In the clinical setting, when US biometry is used for pregnancy dating, one should take into consideration biological [6] and methodological [31] variance. When there is a large discrepancy between LMP date- and US-based estimations [10], clinicians should try to combine available data in order to get the best estimate of GA before clinical decision-making. For example, for pregnancies after IVF, the day of embryo transfer is often preferred to US biometry for assessing GA. In other cases, pregnant women can sometimes provide precise information on the days around which conception took place, which can be of added value. As the variance in growth increases with GA, a first-trimester estimation of GA would be preferred to a second-trimester scan for the purpose of pregnancy dating [3, 4]. The misclassification bias due to sex differences in fetal growth [9] can be reduced using first-trimester US biometry [32], and an increasing use of first trimester ultrasound in Sweden will probably improve precision of GA estimates which would help to optimize neonatal care.
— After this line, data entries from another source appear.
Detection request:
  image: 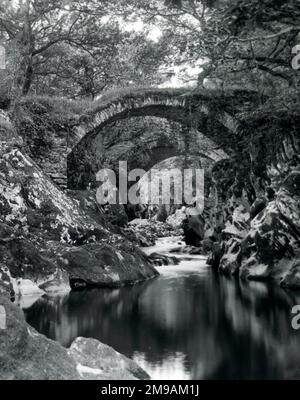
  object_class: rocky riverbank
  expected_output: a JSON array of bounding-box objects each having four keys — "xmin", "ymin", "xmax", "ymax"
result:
[
  {"xmin": 0, "ymin": 281, "xmax": 149, "ymax": 380},
  {"xmin": 0, "ymin": 111, "xmax": 157, "ymax": 295}
]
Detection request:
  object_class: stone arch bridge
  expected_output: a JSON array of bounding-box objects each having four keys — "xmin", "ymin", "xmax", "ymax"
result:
[{"xmin": 42, "ymin": 88, "xmax": 250, "ymax": 189}]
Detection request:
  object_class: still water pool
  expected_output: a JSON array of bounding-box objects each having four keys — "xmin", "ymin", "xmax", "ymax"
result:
[{"xmin": 24, "ymin": 238, "xmax": 300, "ymax": 379}]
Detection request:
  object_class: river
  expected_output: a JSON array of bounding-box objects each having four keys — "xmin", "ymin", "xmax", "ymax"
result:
[{"xmin": 24, "ymin": 238, "xmax": 300, "ymax": 379}]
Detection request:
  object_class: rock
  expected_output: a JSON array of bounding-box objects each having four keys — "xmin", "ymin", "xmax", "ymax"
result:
[
  {"xmin": 57, "ymin": 243, "xmax": 158, "ymax": 289},
  {"xmin": 148, "ymin": 253, "xmax": 179, "ymax": 266},
  {"xmin": 125, "ymin": 218, "xmax": 182, "ymax": 247},
  {"xmin": 166, "ymin": 207, "xmax": 186, "ymax": 229},
  {"xmin": 68, "ymin": 337, "xmax": 150, "ymax": 380},
  {"xmin": 240, "ymin": 172, "xmax": 300, "ymax": 282},
  {"xmin": 181, "ymin": 212, "xmax": 205, "ymax": 247},
  {"xmin": 0, "ymin": 293, "xmax": 81, "ymax": 380},
  {"xmin": 219, "ymin": 204, "xmax": 250, "ymax": 275},
  {"xmin": 280, "ymin": 257, "xmax": 300, "ymax": 289},
  {"xmin": 0, "ymin": 281, "xmax": 149, "ymax": 380},
  {"xmin": 0, "ymin": 137, "xmax": 157, "ymax": 295}
]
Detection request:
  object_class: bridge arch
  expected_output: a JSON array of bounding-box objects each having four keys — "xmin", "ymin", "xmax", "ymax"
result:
[{"xmin": 67, "ymin": 88, "xmax": 239, "ymax": 189}]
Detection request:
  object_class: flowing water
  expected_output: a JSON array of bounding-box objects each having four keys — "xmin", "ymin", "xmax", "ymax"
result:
[{"xmin": 24, "ymin": 238, "xmax": 300, "ymax": 379}]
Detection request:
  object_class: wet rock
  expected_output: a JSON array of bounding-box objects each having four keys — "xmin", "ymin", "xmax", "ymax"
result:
[
  {"xmin": 68, "ymin": 337, "xmax": 150, "ymax": 380},
  {"xmin": 148, "ymin": 253, "xmax": 179, "ymax": 266},
  {"xmin": 0, "ymin": 281, "xmax": 149, "ymax": 380},
  {"xmin": 280, "ymin": 257, "xmax": 300, "ymax": 289},
  {"xmin": 0, "ymin": 292, "xmax": 80, "ymax": 380},
  {"xmin": 181, "ymin": 212, "xmax": 205, "ymax": 247},
  {"xmin": 60, "ymin": 243, "xmax": 158, "ymax": 289},
  {"xmin": 240, "ymin": 172, "xmax": 300, "ymax": 282}
]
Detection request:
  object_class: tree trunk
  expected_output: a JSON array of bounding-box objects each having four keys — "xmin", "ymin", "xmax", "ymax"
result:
[{"xmin": 22, "ymin": 61, "xmax": 33, "ymax": 96}]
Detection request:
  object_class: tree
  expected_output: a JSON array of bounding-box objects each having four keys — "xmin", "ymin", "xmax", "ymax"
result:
[{"xmin": 0, "ymin": 0, "xmax": 167, "ymax": 98}]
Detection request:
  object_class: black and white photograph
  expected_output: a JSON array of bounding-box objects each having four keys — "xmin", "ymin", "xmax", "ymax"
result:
[{"xmin": 0, "ymin": 0, "xmax": 300, "ymax": 386}]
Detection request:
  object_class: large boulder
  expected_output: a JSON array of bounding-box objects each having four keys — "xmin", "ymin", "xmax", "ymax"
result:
[
  {"xmin": 240, "ymin": 171, "xmax": 300, "ymax": 279},
  {"xmin": 68, "ymin": 337, "xmax": 150, "ymax": 380},
  {"xmin": 60, "ymin": 243, "xmax": 158, "ymax": 289},
  {"xmin": 0, "ymin": 117, "xmax": 157, "ymax": 294},
  {"xmin": 0, "ymin": 281, "xmax": 149, "ymax": 380}
]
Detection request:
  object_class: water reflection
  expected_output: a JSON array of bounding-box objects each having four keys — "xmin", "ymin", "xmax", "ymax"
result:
[{"xmin": 25, "ymin": 260, "xmax": 300, "ymax": 379}]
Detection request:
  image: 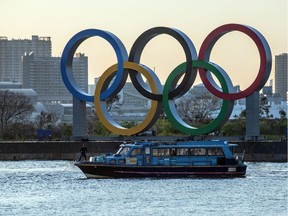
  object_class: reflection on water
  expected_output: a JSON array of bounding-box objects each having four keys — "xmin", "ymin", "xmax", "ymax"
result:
[{"xmin": 0, "ymin": 161, "xmax": 288, "ymax": 216}]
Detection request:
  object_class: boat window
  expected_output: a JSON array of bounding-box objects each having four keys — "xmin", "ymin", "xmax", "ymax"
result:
[
  {"xmin": 208, "ymin": 148, "xmax": 224, "ymax": 156},
  {"xmin": 152, "ymin": 148, "xmax": 170, "ymax": 157},
  {"xmin": 119, "ymin": 159, "xmax": 125, "ymax": 164},
  {"xmin": 190, "ymin": 148, "xmax": 206, "ymax": 156},
  {"xmin": 176, "ymin": 148, "xmax": 189, "ymax": 156},
  {"xmin": 145, "ymin": 147, "xmax": 150, "ymax": 154},
  {"xmin": 116, "ymin": 147, "xmax": 130, "ymax": 155},
  {"xmin": 130, "ymin": 148, "xmax": 142, "ymax": 156}
]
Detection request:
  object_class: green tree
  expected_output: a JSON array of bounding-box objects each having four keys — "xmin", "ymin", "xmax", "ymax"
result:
[
  {"xmin": 0, "ymin": 90, "xmax": 33, "ymax": 137},
  {"xmin": 176, "ymin": 94, "xmax": 219, "ymax": 127}
]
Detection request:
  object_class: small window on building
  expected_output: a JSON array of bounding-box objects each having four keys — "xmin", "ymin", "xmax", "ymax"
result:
[
  {"xmin": 145, "ymin": 147, "xmax": 150, "ymax": 154},
  {"xmin": 190, "ymin": 148, "xmax": 206, "ymax": 156}
]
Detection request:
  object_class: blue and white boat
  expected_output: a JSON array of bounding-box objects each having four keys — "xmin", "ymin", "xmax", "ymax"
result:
[{"xmin": 75, "ymin": 141, "xmax": 247, "ymax": 178}]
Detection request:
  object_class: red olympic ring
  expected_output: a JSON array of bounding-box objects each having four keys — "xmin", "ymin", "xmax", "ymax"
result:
[{"xmin": 198, "ymin": 24, "xmax": 272, "ymax": 100}]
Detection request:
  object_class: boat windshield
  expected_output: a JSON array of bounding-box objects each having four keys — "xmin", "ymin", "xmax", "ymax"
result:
[{"xmin": 116, "ymin": 147, "xmax": 130, "ymax": 155}]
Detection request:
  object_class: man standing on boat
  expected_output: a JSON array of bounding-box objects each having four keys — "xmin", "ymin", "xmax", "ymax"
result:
[{"xmin": 78, "ymin": 144, "xmax": 88, "ymax": 161}]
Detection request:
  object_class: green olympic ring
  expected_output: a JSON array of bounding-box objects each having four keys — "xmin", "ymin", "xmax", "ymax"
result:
[{"xmin": 162, "ymin": 60, "xmax": 234, "ymax": 135}]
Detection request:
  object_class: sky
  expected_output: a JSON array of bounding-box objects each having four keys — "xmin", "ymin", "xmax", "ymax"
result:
[{"xmin": 0, "ymin": 0, "xmax": 288, "ymax": 90}]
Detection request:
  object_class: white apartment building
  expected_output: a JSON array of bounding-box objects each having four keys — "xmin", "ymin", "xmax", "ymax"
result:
[
  {"xmin": 23, "ymin": 52, "xmax": 88, "ymax": 106},
  {"xmin": 275, "ymin": 53, "xmax": 288, "ymax": 101},
  {"xmin": 0, "ymin": 35, "xmax": 52, "ymax": 83}
]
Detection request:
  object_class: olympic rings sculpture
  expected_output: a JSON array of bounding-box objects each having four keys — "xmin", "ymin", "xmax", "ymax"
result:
[{"xmin": 61, "ymin": 24, "xmax": 272, "ymax": 135}]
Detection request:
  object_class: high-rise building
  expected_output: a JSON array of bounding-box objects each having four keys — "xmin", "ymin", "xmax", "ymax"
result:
[
  {"xmin": 23, "ymin": 53, "xmax": 88, "ymax": 105},
  {"xmin": 0, "ymin": 35, "xmax": 52, "ymax": 83},
  {"xmin": 275, "ymin": 53, "xmax": 288, "ymax": 101}
]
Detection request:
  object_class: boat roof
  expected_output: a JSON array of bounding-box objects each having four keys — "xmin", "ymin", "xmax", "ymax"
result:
[{"xmin": 121, "ymin": 140, "xmax": 238, "ymax": 148}]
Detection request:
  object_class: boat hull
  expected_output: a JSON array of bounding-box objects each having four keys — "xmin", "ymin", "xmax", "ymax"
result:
[{"xmin": 75, "ymin": 162, "xmax": 246, "ymax": 178}]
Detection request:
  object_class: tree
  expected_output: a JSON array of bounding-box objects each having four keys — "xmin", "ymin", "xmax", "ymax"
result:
[
  {"xmin": 259, "ymin": 96, "xmax": 273, "ymax": 119},
  {"xmin": 35, "ymin": 111, "xmax": 58, "ymax": 129},
  {"xmin": 0, "ymin": 90, "xmax": 33, "ymax": 137},
  {"xmin": 176, "ymin": 94, "xmax": 219, "ymax": 126}
]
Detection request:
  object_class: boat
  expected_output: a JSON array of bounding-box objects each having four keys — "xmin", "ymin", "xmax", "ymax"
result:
[{"xmin": 74, "ymin": 141, "xmax": 247, "ymax": 178}]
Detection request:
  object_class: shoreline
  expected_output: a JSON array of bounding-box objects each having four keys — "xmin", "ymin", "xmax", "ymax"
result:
[{"xmin": 0, "ymin": 141, "xmax": 287, "ymax": 162}]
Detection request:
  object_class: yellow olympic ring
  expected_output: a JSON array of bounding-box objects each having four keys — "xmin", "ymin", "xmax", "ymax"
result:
[{"xmin": 94, "ymin": 62, "xmax": 162, "ymax": 136}]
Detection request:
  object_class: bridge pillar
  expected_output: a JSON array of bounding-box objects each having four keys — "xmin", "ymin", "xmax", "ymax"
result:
[
  {"xmin": 245, "ymin": 91, "xmax": 260, "ymax": 141},
  {"xmin": 72, "ymin": 97, "xmax": 87, "ymax": 140}
]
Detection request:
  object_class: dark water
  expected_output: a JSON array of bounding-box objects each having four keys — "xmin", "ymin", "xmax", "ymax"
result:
[{"xmin": 0, "ymin": 161, "xmax": 288, "ymax": 216}]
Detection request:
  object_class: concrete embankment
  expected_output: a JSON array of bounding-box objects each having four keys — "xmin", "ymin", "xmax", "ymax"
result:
[{"xmin": 0, "ymin": 141, "xmax": 287, "ymax": 162}]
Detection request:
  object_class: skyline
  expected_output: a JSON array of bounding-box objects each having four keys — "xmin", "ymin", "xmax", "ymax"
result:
[{"xmin": 0, "ymin": 0, "xmax": 287, "ymax": 90}]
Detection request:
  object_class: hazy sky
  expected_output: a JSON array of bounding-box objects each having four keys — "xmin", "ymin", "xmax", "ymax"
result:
[{"xmin": 0, "ymin": 0, "xmax": 288, "ymax": 89}]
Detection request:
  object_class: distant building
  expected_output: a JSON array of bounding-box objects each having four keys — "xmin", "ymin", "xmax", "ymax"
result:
[
  {"xmin": 0, "ymin": 35, "xmax": 52, "ymax": 83},
  {"xmin": 275, "ymin": 53, "xmax": 288, "ymax": 101},
  {"xmin": 23, "ymin": 53, "xmax": 88, "ymax": 105}
]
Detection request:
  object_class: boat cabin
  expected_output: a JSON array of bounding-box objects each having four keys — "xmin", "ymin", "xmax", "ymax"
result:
[{"xmin": 90, "ymin": 141, "xmax": 242, "ymax": 166}]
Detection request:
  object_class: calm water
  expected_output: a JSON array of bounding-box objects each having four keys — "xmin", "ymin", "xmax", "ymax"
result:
[{"xmin": 0, "ymin": 161, "xmax": 288, "ymax": 216}]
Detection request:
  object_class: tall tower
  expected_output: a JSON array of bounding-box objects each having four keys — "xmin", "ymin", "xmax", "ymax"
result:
[{"xmin": 275, "ymin": 53, "xmax": 288, "ymax": 101}]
However, one should bear in mind that even such assessments can be biased by early growth restriction [33]. A large discrepancy between the estimates derived from US-examination and the date of LMP might constitute an indication for a repeat scan, as it suggests higher odds for adverse outcomes such as early growth restriction [34].

Conclusions

There was a significant reduction of infant morbidity between the two study periods, as expected. However, male infants on the edge of prematurity have not benefitted as much as female infants in terms of prematurity-related outcomes. This might reflect a bias introduced by the pregnancy dating method, as a proportion of male infants might be more premature at birth than estimated and thus more prone to prematurity-related adverse outcomes. Misclassification of GA because of sex differences in fetal size could thus partially explain the currently reported male disadvantage in neonatal outcomes of early term and late preterm infants, and should be taken into account in clinical decisions and when interpreting study results related to fetal sex.